Sentenza di Cassazione Civile Sez. 5 Num. 32636 Anno 2024
Civile Sent. Sez. 5 Num. 32636 Anno 2024
Presidente: COGNOME
Relatore: COGNOME
Data pubblicazione: 15/12/2024
SENTENZA
sul ricorso iscritto al n. 12833/2023 R.G. proposto da: RAGIONE_SOCIALE, elettivamente domiciliato in ROMA INDIRIZZO presso l’AVVOCATURA GENERALE DELLO STATO . (NUMERO_DOCUMENTO) che lo rappresenta e difende
-ricorrente-
contro
AMMINISTRAZIONE STRAORDINARIA 2/20 COGNOME, elettivamente domiciliato in MILANO INDIRIZZO presso lo studio dell’avvocato NOME COGNOME (CODICE_FISCALE che lo rappresenta e difende
avverso la SENTENZA di COMM.TRIB.REG. DELLA LOMBARDIA n. 5073/2022 depositata il 16/12/2022.
Udita la relazione svolta nella camera di consiglio del 24/09/2024 dal Consigliere COGNOME
Udita la P.G., in persona del Sost.

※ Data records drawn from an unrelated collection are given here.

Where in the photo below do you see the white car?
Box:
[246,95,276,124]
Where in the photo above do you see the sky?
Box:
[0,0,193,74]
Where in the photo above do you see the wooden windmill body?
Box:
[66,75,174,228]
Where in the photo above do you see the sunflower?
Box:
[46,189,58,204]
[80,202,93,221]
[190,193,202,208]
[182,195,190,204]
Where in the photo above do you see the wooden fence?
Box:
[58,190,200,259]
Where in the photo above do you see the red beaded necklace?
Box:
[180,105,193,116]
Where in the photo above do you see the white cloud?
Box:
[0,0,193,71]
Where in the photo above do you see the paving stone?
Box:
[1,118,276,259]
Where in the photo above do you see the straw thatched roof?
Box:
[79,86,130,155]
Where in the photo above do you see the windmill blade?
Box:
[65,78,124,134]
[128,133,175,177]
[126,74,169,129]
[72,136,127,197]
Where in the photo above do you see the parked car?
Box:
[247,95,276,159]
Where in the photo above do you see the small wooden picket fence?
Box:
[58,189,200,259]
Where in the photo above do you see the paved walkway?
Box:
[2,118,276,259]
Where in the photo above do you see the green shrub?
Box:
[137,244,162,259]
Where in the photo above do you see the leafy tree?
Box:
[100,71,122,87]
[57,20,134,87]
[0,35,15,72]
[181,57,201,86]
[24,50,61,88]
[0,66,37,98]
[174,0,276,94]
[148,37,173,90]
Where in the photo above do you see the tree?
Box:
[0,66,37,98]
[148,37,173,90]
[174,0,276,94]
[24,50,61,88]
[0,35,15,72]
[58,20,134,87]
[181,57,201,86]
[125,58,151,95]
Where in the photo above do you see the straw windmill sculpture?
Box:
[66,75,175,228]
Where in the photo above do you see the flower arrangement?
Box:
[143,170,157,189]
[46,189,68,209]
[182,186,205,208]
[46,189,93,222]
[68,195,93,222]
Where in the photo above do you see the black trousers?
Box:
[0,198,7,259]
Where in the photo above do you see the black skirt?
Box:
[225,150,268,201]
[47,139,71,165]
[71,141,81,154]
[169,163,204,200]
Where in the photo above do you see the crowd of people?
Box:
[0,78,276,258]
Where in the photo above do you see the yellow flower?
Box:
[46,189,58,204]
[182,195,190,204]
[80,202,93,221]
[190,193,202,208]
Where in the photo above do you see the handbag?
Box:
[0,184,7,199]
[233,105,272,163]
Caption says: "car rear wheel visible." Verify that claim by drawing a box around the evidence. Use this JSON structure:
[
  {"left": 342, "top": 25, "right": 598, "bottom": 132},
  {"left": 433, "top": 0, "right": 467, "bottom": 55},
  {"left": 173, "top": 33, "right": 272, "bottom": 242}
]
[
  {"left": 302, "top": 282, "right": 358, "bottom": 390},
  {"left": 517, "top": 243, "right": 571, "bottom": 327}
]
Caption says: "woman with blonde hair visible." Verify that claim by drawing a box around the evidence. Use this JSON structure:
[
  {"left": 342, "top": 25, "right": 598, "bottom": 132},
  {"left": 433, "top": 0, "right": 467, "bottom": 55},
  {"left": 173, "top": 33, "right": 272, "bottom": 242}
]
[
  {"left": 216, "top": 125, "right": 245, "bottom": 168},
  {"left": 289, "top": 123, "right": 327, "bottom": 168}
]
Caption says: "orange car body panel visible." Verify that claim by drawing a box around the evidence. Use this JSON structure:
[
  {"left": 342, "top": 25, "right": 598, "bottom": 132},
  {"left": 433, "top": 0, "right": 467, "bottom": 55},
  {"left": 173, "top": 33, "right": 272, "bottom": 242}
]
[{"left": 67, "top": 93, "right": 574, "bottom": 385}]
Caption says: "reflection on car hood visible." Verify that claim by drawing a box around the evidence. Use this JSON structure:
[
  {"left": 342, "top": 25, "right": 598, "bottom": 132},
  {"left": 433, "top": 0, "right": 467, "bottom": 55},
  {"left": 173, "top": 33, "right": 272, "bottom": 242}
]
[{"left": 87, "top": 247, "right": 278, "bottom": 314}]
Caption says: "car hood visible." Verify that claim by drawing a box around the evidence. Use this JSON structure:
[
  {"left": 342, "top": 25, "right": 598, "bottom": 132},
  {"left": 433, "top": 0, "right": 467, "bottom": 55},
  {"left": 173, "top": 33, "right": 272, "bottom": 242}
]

P.G. NOME COGNOME che ha concluso come in atti.
Udita l’Avvocatura Generale dello Stato, per l’Agenzia, che ha concluso come in atti.
Udito il legale della controricorrente che ha concluso come in atti.
FATTI DI CAUSA
Con sentenza n. 25077/2019, la Corte di Cassazione, a seguito di ricorso proposto dall’Agenzia delle Dogane, ha cassato la sentenza n. 5598/2014, emessa dalla CTR, rinviando per l’ulteriore esame nel merito innanzi al medesimo giudice regionale, in diversa composizione. La sentenza cassata aveva confermato la sentenza della CTP di Varese n. 161/1/2012, depositata il 6 dicembre 2012, che aveva annullato un avviso di rettifica dell’accertamento con contestuale irrogazione di sanzione amministrativa e un avviso di accertamento suppletivo e di rettifica con contestuale irrogazione di sanzione amministrativa. Detti atti erano stati notificati alla RAGIONE_SOCIALE in funzione della rettifica dei valori, dichiarati in dogana, delle merci importate da fabbricanti extracomunitari sulla base di contratti di licenza in virtù dei quali la RAGIONE_SOCIALE, ora in Amministrazione Straordinaria, operava come licenziataria. Secondo la prospettazione dell’Agenzia il valore avrebbe dovuto tenere conto anche dell’entità delle royalties , pagate dalla licenziataria alle società licenzianti, non potendo, d’altronde, trovare applicazione il metodo c.d. ‘first sale price’, indebitamente adoperato al fine di abbassare il prezzo della merce fatturata e
sottoposta ai dazi doganali. L’accertamento operato dall’Agenzia si collegava a un PVC del 3 giugno 2011. L’Agenzia, nel riassumere il giudizio in esito alla sua cassazione con rinvio, ha concluso per la riforma della sentenza della CTP di Pavia. La Corte di Giustizia Tributaria di II° Grado della Lombardia ha accolto parzialmente sia l’appello principale dell’Agenzia, sia quello incidentale della contribuente. L’Agenzia delle Dogane affida ora il proprio ricorso per cassazione a tre motivi. Resiste la Preca Brummel in A.S. con controricorso.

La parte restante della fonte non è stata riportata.